Greedily select the interval with the earliest ending time.
- Sort the intervals in ascending order of the end time. (We don't care the start time)
- Scan through the intervals and greedily collect non-overlapping intervals.
Memorize point 1: For all the intervals whose start times are not overlapping with earlier intervals, picking the one ending first must be optimal.

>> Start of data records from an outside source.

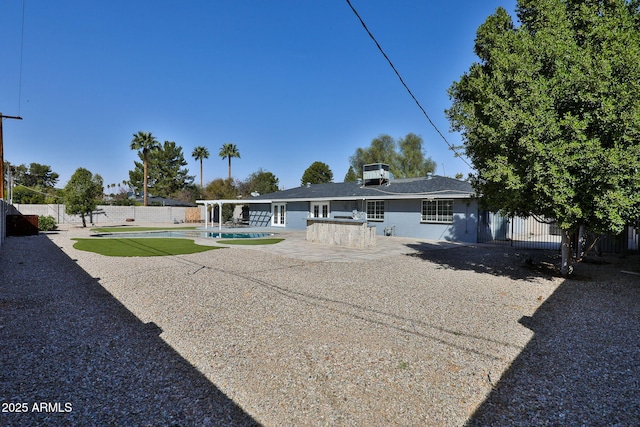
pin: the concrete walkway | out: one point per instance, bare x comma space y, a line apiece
296, 246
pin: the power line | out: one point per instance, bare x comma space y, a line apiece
404, 84
21, 56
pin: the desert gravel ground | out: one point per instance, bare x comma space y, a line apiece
423, 336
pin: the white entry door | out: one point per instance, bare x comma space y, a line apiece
320, 210
279, 211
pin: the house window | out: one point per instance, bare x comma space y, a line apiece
437, 211
320, 210
375, 210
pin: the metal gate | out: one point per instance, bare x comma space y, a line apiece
525, 233
534, 233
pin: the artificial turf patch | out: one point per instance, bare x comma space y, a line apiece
143, 247
135, 229
249, 241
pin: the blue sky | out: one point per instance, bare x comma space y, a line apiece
290, 82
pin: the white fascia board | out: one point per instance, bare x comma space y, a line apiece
232, 201
370, 197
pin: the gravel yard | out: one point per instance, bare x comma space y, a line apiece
245, 336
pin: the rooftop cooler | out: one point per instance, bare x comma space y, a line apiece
376, 174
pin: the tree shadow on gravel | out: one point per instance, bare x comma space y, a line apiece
492, 259
582, 366
76, 356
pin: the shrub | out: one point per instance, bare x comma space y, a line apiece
47, 223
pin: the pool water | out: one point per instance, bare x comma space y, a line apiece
185, 233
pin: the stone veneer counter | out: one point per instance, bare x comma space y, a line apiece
343, 232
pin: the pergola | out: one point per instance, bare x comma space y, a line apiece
220, 202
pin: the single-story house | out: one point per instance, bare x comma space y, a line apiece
431, 207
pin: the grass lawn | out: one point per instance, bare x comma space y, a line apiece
135, 229
249, 241
140, 247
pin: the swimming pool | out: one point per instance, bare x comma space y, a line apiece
185, 233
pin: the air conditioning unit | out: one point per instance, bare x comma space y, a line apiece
376, 173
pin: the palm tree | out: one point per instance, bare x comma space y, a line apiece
145, 142
200, 153
229, 151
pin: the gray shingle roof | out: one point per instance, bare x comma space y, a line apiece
436, 186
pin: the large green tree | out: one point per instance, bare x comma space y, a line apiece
550, 115
82, 193
145, 143
32, 184
166, 173
317, 173
228, 151
222, 189
406, 158
200, 153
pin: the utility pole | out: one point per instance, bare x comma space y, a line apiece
2, 154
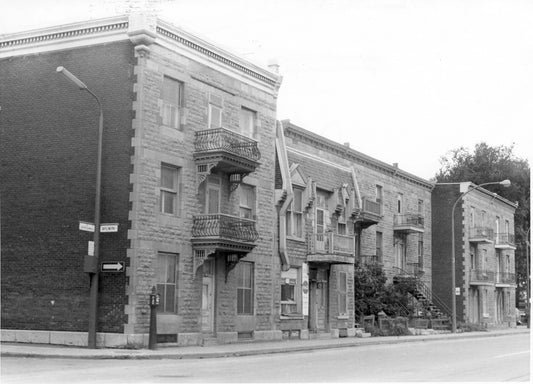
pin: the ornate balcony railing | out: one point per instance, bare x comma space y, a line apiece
482, 276
224, 226
505, 278
371, 207
505, 239
332, 243
481, 234
222, 139
409, 222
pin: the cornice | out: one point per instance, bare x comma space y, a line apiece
136, 29
349, 154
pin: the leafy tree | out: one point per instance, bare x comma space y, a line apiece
484, 164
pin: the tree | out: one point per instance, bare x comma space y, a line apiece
485, 164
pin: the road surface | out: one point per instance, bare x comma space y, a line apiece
486, 359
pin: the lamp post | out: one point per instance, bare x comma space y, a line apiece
505, 183
93, 293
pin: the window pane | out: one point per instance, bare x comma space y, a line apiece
168, 177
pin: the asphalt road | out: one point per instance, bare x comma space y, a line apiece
486, 359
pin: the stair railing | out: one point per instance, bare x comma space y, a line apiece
426, 291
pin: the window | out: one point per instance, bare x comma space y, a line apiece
342, 290
289, 292
399, 203
420, 250
247, 201
166, 281
215, 111
245, 288
172, 98
169, 189
295, 214
379, 246
247, 123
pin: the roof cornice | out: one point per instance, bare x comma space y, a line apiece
349, 154
137, 30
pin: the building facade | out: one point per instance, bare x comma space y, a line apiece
188, 176
484, 254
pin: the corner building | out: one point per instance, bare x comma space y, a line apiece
485, 279
188, 176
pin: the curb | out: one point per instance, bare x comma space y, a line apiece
156, 355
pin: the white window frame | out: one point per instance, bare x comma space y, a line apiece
170, 190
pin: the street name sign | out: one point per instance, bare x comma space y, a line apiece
112, 266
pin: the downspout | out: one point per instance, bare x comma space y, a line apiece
281, 150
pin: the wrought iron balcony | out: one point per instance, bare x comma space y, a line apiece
221, 232
505, 241
227, 150
331, 247
370, 214
505, 278
410, 222
481, 235
481, 277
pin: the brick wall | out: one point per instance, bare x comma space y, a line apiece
49, 136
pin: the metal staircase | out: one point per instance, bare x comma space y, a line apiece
422, 293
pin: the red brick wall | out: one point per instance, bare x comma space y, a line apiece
48, 146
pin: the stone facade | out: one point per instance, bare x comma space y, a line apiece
484, 254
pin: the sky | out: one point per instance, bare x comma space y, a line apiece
403, 81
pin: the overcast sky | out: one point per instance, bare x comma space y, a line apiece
402, 81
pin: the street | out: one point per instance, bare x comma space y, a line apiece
484, 359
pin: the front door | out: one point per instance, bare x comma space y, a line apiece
319, 302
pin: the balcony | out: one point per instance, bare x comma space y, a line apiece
505, 241
505, 278
331, 248
224, 233
481, 235
227, 151
371, 213
410, 222
481, 277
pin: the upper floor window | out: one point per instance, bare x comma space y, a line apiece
215, 112
295, 214
245, 288
247, 201
248, 122
166, 275
172, 94
169, 189
399, 203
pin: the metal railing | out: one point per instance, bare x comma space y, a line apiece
371, 206
411, 219
225, 226
505, 238
331, 243
481, 233
422, 288
222, 139
481, 276
505, 278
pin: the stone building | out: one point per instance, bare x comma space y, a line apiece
382, 212
188, 176
484, 254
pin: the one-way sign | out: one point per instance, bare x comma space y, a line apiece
113, 266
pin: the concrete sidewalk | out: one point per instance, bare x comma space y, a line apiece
227, 350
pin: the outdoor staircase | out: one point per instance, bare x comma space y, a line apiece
439, 312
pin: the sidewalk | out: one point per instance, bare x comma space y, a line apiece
227, 350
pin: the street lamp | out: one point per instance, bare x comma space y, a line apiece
505, 183
93, 293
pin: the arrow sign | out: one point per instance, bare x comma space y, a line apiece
113, 266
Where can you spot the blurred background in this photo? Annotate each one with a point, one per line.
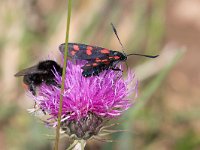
(166, 113)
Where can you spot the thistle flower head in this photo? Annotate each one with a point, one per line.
(87, 102)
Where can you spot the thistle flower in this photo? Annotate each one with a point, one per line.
(87, 102)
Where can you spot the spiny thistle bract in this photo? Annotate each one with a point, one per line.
(87, 102)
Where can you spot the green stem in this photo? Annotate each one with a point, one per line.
(63, 75)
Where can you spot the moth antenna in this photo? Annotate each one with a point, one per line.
(115, 31)
(149, 56)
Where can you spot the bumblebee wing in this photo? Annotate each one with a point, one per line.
(85, 52)
(28, 71)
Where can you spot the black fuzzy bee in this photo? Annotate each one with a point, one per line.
(40, 73)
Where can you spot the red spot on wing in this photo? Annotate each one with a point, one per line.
(110, 57)
(107, 62)
(73, 53)
(76, 47)
(94, 64)
(89, 50)
(104, 60)
(25, 86)
(88, 65)
(98, 60)
(105, 51)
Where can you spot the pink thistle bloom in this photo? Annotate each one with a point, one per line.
(86, 100)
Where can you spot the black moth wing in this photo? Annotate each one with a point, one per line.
(93, 68)
(30, 71)
(83, 53)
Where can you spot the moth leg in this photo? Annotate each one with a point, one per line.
(32, 88)
(116, 69)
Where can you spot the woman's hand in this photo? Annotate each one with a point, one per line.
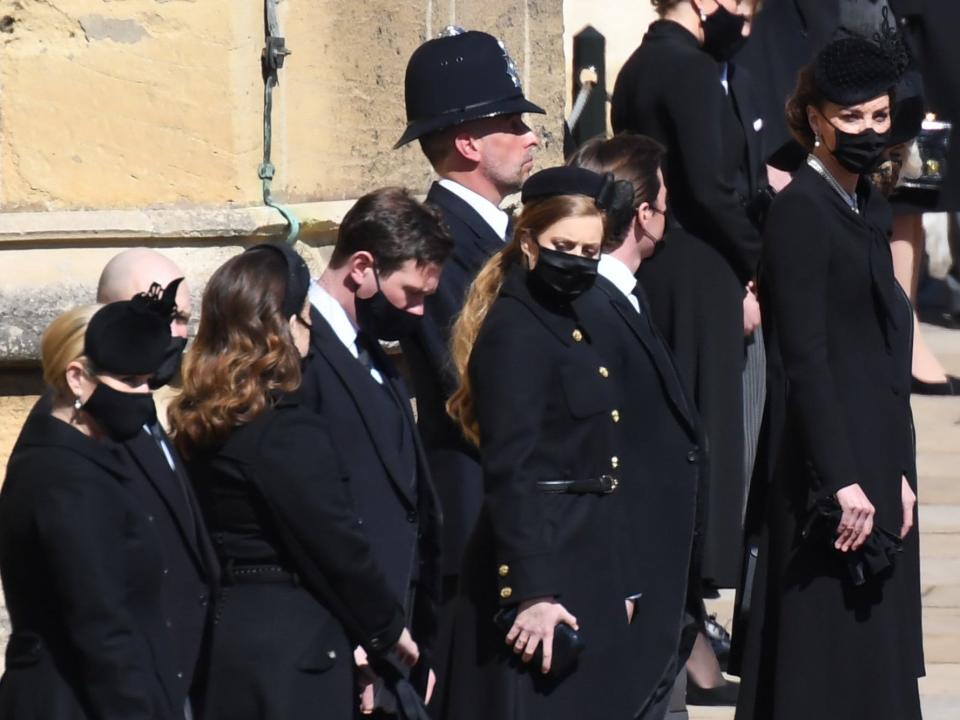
(751, 310)
(909, 500)
(535, 623)
(856, 524)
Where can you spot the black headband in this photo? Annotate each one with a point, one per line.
(298, 277)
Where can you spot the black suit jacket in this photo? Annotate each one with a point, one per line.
(82, 565)
(453, 461)
(190, 567)
(401, 519)
(276, 494)
(670, 90)
(662, 454)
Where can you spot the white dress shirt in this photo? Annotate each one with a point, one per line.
(619, 274)
(338, 319)
(492, 215)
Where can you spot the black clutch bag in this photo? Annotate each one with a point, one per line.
(567, 645)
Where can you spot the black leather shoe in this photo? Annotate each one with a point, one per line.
(722, 695)
(950, 387)
(719, 640)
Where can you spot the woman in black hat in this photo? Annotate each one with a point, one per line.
(833, 622)
(545, 557)
(80, 560)
(300, 585)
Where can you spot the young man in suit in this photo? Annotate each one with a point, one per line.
(660, 430)
(465, 106)
(160, 483)
(385, 264)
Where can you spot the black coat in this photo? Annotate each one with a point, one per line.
(660, 472)
(544, 411)
(838, 333)
(301, 584)
(454, 463)
(391, 488)
(670, 89)
(83, 563)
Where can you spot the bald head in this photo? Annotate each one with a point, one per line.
(133, 271)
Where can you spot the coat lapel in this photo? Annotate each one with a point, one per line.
(669, 376)
(358, 384)
(169, 485)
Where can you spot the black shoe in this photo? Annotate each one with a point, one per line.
(721, 695)
(949, 387)
(719, 640)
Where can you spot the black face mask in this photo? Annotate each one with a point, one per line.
(564, 276)
(381, 319)
(862, 152)
(723, 33)
(171, 364)
(121, 415)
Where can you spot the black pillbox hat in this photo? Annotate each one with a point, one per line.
(852, 70)
(131, 337)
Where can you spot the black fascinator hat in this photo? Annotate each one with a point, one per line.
(614, 197)
(850, 70)
(131, 337)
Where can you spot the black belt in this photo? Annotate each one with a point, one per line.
(603, 485)
(234, 574)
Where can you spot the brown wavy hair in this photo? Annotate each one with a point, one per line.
(243, 355)
(536, 217)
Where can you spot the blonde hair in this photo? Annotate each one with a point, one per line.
(61, 344)
(536, 216)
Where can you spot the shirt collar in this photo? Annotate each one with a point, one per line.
(335, 315)
(492, 215)
(619, 274)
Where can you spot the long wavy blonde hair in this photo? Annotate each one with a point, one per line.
(536, 216)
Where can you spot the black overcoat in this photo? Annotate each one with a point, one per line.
(838, 333)
(83, 565)
(545, 413)
(454, 463)
(662, 457)
(396, 503)
(275, 495)
(670, 89)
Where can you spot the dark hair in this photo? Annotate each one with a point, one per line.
(243, 355)
(805, 94)
(394, 227)
(631, 157)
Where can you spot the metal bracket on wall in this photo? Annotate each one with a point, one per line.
(271, 60)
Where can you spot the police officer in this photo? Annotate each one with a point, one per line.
(465, 105)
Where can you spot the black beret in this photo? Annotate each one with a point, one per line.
(852, 70)
(298, 276)
(131, 337)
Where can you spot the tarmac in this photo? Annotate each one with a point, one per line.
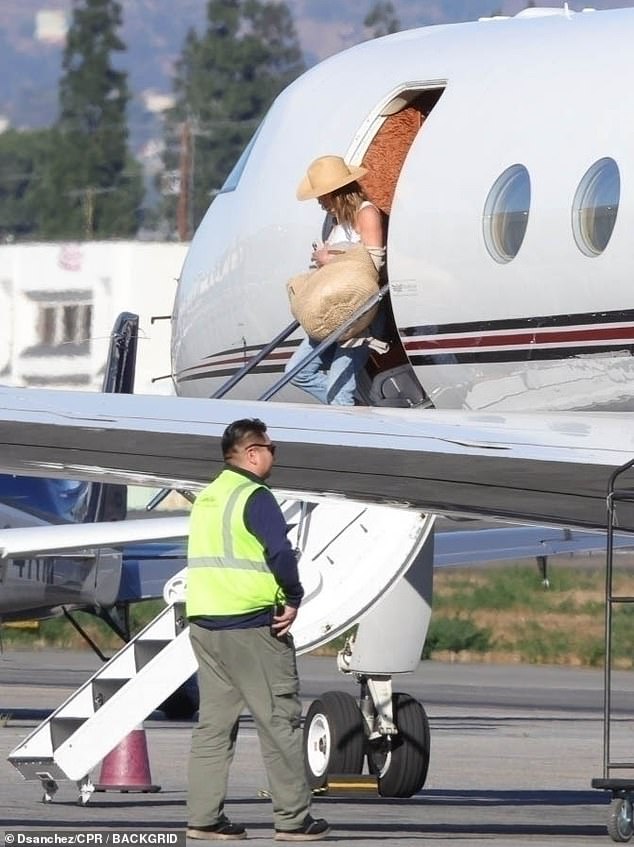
(514, 749)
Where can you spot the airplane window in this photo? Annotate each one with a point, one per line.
(231, 182)
(595, 206)
(506, 213)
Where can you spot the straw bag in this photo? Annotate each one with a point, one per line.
(325, 298)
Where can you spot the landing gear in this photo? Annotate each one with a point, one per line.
(334, 738)
(337, 736)
(401, 761)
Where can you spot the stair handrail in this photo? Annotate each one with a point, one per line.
(251, 363)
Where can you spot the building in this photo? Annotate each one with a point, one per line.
(58, 302)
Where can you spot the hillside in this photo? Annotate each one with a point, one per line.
(32, 35)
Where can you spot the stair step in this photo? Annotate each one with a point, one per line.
(146, 650)
(103, 689)
(63, 728)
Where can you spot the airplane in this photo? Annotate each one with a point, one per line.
(506, 153)
(60, 559)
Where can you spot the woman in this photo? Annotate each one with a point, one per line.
(331, 376)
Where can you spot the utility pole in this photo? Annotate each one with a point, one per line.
(185, 166)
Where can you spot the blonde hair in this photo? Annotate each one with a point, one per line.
(346, 202)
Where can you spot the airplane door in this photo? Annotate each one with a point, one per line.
(393, 381)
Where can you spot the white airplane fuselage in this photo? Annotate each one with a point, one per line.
(549, 327)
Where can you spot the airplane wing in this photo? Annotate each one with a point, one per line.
(42, 540)
(549, 468)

// OJ: https://leetcode.com/problems/non-overlapping-intervals/
// Author: github.com/lzl124631x
// Time: O(NlogN)
// Space: O(1)
class Solution {
public:
int eraseOverlapIntervals(vector<vector<int>>& A) {
sort(begin(A), end(A), [](vector<int> &a, vector<int> &b) { return a[1] < b[1]; });
int end = INT_MIN, ans = 0; // `end` is the maximum ending time of selected intervals
for (auto &x : A) {
if (x[0] >= end) end = x[1]; // this interval doesn't have overlap with the previously selected interval, select it and update the `end`.
else ++ans; // otherwise, overlapped intervals are skipped.
}
return ans;
}
};